The Black Sabbath album written about hating their manager

It tends to be a dog-eat-dog world for anyone in the music industry. Even if you claim to trust the people you work with, they are always just a few steps away from throwing you to the wolves if it means they will save their own skin. Black Sabbath may have looked like the wrong people to mess with throughout their time together, but trouble with their management led to them lashing out in anger on the album Sabotage.

For the first few years of their development, the idea of anyone listening to Sabbath’s music felt like a pipe dream. Out of all the great blues rock outfits making the rounds on the English music scene, like Led Zeppelin and Deep Purple, Sabbath was practically the bastard son of the blues, with Tony Iommi penning riffs that left fans with their mouths on the floor.

Even though songs like ‘Black Sabbath’ and ‘NIB’ were classics of their time, it’s easy to see why people didn’t exactly see the merit in them at first.

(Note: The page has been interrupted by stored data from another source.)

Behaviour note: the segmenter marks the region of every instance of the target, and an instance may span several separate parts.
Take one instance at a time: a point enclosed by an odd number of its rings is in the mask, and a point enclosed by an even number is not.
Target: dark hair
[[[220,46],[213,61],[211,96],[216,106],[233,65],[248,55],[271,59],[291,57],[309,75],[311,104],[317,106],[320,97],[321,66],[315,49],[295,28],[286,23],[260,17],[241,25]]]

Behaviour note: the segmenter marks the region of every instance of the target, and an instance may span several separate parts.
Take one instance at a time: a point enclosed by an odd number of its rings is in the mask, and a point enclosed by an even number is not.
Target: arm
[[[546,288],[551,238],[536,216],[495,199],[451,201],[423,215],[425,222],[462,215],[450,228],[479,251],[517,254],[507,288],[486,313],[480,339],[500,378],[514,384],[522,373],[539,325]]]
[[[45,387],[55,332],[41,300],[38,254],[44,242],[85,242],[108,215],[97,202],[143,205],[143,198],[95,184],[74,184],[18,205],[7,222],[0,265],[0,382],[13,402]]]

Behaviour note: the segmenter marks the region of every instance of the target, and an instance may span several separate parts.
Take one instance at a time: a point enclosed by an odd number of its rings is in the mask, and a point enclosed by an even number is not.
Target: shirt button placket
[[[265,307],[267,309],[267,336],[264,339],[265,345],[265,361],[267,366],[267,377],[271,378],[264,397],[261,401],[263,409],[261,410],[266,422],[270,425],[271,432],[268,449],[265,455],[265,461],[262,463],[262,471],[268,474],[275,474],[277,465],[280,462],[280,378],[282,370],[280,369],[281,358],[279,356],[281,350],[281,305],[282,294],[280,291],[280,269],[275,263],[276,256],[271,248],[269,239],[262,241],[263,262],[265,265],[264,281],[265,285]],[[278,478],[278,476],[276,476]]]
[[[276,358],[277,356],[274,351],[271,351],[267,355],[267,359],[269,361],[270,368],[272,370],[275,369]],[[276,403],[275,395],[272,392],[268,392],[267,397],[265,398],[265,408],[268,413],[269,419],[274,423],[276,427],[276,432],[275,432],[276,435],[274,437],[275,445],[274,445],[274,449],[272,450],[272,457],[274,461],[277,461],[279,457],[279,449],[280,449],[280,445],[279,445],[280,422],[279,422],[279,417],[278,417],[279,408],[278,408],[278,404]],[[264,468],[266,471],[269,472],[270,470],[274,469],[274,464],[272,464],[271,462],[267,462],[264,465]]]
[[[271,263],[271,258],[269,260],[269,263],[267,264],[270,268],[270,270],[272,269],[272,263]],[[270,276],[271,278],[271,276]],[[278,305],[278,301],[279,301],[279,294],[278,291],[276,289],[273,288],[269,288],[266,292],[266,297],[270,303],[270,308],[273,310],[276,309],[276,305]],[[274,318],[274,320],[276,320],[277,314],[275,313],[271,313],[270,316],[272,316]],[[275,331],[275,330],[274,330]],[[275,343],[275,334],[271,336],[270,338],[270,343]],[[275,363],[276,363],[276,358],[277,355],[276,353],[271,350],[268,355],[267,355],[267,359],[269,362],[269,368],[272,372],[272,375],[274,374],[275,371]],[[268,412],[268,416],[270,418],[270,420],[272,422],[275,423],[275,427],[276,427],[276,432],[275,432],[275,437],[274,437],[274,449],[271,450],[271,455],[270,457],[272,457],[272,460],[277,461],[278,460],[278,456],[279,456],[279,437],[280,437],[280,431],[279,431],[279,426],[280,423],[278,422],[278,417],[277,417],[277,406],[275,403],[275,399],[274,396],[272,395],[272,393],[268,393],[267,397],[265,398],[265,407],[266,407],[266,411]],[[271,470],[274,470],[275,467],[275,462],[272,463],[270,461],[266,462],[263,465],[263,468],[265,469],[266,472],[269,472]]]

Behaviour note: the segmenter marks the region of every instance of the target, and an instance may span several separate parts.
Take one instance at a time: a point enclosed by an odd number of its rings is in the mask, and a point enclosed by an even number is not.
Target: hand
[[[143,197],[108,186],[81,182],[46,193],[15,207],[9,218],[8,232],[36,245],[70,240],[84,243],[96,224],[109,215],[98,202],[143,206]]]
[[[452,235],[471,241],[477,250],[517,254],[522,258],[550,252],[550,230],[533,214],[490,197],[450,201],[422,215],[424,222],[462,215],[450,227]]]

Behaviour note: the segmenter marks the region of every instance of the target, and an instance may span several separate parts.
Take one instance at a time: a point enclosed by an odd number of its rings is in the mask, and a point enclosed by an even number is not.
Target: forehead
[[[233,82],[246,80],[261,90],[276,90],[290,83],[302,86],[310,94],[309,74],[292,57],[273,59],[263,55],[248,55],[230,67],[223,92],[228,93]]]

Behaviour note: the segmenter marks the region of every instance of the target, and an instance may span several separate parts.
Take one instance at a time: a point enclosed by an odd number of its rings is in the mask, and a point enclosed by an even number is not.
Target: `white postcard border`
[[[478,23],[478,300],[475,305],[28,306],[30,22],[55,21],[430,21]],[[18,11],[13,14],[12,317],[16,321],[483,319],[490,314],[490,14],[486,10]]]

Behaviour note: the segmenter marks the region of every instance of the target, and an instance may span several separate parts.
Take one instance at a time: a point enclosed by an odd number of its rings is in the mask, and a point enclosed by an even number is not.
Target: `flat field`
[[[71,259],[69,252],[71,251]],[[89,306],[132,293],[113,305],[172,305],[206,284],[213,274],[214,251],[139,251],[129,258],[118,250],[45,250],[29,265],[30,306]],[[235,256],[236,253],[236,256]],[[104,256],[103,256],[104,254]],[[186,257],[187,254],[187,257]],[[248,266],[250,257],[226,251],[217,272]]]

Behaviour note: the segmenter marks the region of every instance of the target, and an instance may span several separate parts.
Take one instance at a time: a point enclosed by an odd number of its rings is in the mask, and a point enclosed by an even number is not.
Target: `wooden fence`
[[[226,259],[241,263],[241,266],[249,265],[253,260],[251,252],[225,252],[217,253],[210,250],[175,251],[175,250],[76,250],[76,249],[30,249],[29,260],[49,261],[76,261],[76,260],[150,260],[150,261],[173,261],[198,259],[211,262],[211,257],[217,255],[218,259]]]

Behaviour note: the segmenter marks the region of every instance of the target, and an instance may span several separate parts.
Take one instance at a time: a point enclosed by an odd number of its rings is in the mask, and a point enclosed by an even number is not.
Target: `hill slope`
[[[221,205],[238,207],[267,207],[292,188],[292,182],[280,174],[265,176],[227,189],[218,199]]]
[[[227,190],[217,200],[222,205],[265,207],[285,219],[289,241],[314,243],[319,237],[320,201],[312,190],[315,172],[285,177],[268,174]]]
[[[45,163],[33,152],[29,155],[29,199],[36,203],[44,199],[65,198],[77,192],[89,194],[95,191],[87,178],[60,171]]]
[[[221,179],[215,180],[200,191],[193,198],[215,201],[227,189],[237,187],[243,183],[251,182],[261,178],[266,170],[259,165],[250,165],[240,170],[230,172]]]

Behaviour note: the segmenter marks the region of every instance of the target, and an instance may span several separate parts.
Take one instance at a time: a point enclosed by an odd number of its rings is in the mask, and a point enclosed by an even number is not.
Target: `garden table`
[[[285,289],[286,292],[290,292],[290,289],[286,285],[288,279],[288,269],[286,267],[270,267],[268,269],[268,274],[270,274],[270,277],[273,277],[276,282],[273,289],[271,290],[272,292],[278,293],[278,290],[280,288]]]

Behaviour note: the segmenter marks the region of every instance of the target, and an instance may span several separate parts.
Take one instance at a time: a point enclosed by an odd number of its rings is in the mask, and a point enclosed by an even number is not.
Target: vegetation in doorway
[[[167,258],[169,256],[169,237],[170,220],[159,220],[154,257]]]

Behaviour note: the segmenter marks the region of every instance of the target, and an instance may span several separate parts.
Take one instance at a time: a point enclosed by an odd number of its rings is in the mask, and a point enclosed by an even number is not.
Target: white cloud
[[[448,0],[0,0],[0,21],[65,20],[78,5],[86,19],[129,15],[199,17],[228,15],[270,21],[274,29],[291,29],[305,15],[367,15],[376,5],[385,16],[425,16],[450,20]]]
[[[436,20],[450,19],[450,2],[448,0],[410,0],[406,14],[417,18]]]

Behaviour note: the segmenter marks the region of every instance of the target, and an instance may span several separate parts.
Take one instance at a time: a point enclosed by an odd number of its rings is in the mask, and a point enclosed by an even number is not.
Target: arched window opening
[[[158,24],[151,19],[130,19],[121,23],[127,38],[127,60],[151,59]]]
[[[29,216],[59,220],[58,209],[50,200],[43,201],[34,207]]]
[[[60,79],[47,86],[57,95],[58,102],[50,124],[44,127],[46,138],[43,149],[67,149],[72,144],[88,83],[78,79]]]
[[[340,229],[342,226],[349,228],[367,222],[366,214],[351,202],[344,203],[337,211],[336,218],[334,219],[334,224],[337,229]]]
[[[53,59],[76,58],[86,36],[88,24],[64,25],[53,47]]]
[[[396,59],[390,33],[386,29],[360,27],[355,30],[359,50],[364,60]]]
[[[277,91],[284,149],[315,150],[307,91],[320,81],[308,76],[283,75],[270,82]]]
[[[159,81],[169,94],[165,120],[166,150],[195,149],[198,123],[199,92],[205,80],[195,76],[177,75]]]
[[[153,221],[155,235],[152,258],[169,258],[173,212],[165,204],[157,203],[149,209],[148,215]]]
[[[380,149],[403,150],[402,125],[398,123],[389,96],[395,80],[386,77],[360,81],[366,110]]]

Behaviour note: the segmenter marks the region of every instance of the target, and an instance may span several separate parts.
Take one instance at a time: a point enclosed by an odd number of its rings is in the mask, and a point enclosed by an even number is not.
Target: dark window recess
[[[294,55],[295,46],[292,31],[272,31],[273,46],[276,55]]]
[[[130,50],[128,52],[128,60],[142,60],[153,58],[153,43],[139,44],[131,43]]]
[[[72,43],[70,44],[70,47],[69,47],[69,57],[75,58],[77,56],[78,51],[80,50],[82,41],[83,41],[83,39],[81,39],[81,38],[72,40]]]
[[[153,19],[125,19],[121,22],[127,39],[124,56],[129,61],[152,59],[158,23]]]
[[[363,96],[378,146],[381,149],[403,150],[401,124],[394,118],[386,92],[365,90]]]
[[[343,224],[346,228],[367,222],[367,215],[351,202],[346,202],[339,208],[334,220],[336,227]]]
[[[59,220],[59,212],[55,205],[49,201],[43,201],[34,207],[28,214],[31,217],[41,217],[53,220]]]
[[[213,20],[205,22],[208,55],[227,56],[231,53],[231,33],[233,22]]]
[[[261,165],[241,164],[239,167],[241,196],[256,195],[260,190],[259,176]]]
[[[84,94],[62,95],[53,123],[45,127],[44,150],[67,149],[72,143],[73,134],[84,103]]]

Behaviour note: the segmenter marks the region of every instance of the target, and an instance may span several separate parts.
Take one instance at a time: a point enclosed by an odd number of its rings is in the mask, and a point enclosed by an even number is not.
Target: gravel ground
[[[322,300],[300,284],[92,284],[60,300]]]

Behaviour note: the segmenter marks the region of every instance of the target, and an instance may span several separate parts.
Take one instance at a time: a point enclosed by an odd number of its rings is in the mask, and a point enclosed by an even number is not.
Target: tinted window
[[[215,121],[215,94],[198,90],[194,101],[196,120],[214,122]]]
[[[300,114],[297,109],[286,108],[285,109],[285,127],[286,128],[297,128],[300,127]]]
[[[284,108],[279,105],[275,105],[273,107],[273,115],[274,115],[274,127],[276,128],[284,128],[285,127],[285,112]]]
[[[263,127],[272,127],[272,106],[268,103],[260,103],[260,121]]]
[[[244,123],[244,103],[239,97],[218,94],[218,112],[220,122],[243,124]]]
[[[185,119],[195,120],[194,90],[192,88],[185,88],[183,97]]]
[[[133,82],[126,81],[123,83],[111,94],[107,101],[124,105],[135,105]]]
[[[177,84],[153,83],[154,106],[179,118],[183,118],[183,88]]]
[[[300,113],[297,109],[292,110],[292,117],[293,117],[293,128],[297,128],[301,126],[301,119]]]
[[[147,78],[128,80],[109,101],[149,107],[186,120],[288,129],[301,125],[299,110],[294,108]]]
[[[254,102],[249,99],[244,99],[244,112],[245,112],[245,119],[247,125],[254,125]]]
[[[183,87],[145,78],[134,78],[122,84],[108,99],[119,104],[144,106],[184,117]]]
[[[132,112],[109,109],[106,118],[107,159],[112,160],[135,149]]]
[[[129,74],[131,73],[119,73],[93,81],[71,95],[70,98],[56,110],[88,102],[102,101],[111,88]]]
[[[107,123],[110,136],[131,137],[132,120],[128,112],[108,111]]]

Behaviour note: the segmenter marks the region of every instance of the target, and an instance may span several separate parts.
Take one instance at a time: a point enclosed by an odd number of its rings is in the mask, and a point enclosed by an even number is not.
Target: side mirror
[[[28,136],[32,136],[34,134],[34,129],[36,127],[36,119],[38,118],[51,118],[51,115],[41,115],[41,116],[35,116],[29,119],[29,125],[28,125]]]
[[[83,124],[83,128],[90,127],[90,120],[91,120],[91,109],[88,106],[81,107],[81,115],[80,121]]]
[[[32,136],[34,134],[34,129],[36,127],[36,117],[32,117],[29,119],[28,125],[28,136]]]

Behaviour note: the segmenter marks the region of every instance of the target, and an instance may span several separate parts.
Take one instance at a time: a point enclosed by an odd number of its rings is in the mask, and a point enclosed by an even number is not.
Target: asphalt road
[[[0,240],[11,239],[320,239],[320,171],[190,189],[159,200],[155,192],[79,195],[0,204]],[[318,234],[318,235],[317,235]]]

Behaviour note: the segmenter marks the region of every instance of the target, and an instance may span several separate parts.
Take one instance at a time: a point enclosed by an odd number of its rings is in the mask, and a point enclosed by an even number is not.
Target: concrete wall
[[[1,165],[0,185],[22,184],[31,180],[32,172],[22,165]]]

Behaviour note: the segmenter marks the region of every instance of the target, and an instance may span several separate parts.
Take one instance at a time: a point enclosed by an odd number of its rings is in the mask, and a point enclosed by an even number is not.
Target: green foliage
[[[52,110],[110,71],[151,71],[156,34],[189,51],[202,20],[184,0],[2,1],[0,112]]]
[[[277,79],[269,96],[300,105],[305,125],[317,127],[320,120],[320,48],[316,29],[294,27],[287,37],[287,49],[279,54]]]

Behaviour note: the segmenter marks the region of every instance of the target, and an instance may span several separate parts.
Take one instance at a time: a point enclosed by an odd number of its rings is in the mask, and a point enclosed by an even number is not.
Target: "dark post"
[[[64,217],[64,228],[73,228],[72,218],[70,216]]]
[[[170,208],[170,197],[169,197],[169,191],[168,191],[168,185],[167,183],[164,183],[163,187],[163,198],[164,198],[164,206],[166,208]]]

The idea of a song about being in love with Satan may have been strange in its time, but that didn’t stop the metal fans out there, leading to both their debut album and Paranoid landing near the top of the charts.

Now, Sabbath were a business… and the world got introduced to some of the last people one would consider to be rock stars. After doubling down on their heaviness on albums like Master of Reality, Vol 4 was where things began going off the track, with the band crediting cocaine on the back sleeve for how much they indulged during their time in the studio.

After getting back on track on Sabbath Bloody Sabbath, the band hit a wall when they went back to the studio and realised that their financial situation was in shambles. When doing some digging behind the scenes, the band were getting ripped off by their record company, who had been taking them for everything they were worth when they were on the road.

Instead of settling their differences with violence, the band channelled every one of their problems into the songs. Compared to every other album they ever made, Sabbath never sounded more pissed off than they had on Sabotage, with Osbourne going for the highest notes of his career on songs like ‘Hole in the Sky’ and Iommi paving the way for future metal genres like thrash with songs like ‘Symptom of the Universe’.

Then again, you would probably be pissed too if the lawyers were actually on the other side of the glass, too, as Geezer Butler explained to Guitar World, “Around the time of Sabbath Bloody Sabbath, we’d found out that we were being ripped off by our management and our record company. We were literally in the studio, trying to record, and we’d be signing all these affidavits and everything. That’s why we called it Sabotage — because we felt that the whole process was just being totally sabotaged by all these people ripping us off”.

Granted, if everyone was asking you to sign away the rights of something you just played, you’d probably be in a foul mood yourself. No band should have had to go through the slog Sabbath did, but getting a few angry songs out of the deal suited most fans just fine.